O apelo nacionalista, o seu forte sentido de responsabilidade social, bem como o seu carisma e capacidade de comunicação e diálogo permitiram que, após a fundação da República Popular da China, em 1949, mantivesse o estatuto singular de “Mãe fundadora” ou “Fundadora da nação”. É convidada nesse mesmo ano pelo Partido Comunista Chinês a ocupar o cargo de Vice-Presidente do Congresso Nacional do Povo e, embora não sendo um membro efectivo do partido, inicia um período de intensa actividade diplomática, que concilia com o trabalho atento de cariz social junto de mulheres e crianças. A apologia que faz do novo regime fora das fronteiras nacionais é inclusivamente acentuada por meio da criação, em 1952, da China Reconstructs (mais tarde renomeada China Today), uma publicação mensal originalmente bilingue dedicada a promover uma imagem positiva da China no exterior através da selecção cuidada de certos aspectos da cultura chinesa, bem como da sua geografia, economia e realidade social.
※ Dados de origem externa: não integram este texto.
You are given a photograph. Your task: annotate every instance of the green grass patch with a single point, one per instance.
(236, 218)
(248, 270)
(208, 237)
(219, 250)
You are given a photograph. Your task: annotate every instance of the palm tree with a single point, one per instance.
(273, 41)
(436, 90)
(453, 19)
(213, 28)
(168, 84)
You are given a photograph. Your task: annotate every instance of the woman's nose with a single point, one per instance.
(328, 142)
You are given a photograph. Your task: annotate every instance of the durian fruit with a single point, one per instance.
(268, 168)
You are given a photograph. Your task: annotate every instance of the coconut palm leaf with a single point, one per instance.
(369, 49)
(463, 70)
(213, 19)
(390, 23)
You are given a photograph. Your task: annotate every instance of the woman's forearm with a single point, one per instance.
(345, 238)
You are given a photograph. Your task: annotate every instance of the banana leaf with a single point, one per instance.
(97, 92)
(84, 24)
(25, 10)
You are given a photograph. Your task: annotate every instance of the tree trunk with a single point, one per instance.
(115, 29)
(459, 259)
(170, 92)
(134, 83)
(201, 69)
É precisamente este sentido de lealdade – que seria questionado em territórios como Hong Kong e Taiwan – que a protegerá nas décadas seguintes, nomeadamente durante o período sombrio e violento da Revolução Cultural (1966-1976), quando é vítima de perseguição política devido ao seu enquadramento familiar e à sua ligação prévia ao Partido Nacionalista. O feroz criticismo dos Guardas Vermelhos é, no entanto, contido pelo então Primeiro-Ministro Zhou Enlai, que inclui o seu nome numa lista de líderes do partido a defender, usando como argumento central o seu precioso contributo para a revolução chinesa.
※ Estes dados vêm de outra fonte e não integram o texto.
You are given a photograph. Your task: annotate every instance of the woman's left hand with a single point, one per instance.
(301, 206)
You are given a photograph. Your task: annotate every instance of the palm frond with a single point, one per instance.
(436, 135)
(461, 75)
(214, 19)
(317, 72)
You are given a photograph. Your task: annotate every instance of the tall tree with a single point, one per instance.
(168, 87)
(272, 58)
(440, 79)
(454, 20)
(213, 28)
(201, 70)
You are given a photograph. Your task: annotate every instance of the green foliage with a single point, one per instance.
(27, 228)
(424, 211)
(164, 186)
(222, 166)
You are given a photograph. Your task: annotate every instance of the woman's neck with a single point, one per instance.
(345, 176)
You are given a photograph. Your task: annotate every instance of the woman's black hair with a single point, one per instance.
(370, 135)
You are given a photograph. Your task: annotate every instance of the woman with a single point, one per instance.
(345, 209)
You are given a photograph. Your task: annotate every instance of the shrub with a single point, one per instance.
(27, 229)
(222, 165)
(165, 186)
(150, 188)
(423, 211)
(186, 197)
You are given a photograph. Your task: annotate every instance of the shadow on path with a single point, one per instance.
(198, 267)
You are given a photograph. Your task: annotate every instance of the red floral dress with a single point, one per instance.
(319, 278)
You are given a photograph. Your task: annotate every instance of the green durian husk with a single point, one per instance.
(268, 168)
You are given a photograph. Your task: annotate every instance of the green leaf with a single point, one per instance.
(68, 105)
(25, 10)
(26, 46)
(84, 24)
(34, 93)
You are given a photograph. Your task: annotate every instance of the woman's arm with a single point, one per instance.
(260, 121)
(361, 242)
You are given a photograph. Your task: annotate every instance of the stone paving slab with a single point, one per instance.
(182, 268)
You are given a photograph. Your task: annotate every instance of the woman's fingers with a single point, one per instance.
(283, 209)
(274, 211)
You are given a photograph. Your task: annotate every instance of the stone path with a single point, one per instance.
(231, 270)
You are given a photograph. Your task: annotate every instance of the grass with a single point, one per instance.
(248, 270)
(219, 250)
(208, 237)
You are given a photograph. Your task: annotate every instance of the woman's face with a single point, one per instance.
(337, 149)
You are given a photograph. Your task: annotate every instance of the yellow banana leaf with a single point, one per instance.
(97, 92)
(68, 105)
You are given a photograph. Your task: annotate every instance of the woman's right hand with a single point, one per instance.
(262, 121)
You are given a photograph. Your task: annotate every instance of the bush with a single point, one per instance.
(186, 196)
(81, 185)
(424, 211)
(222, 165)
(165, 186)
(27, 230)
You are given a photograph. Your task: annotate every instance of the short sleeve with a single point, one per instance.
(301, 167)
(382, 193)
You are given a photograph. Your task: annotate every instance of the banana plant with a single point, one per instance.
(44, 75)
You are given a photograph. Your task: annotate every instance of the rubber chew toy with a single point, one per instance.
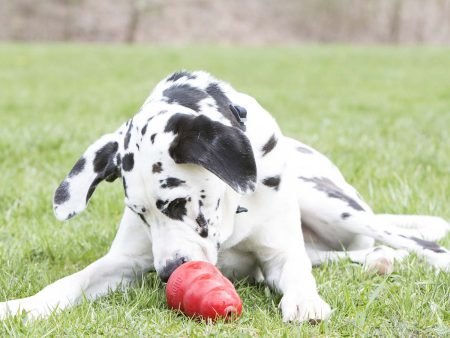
(198, 289)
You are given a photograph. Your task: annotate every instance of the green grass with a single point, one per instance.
(382, 114)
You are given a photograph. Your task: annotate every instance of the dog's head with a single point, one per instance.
(176, 168)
Contudo, o reconhecimento político oficial por décadas de dedicação à causa nacional surgiria apenas em 1981, o último ano da sua vida. A escassas semanas da sua morte, Song Qingling, uma das mulheres a inscrever traços indeléveis na história do século XX chinês, veria, assim, ser-lhe atribuído o título de Presidente Honorária da República Popular da China.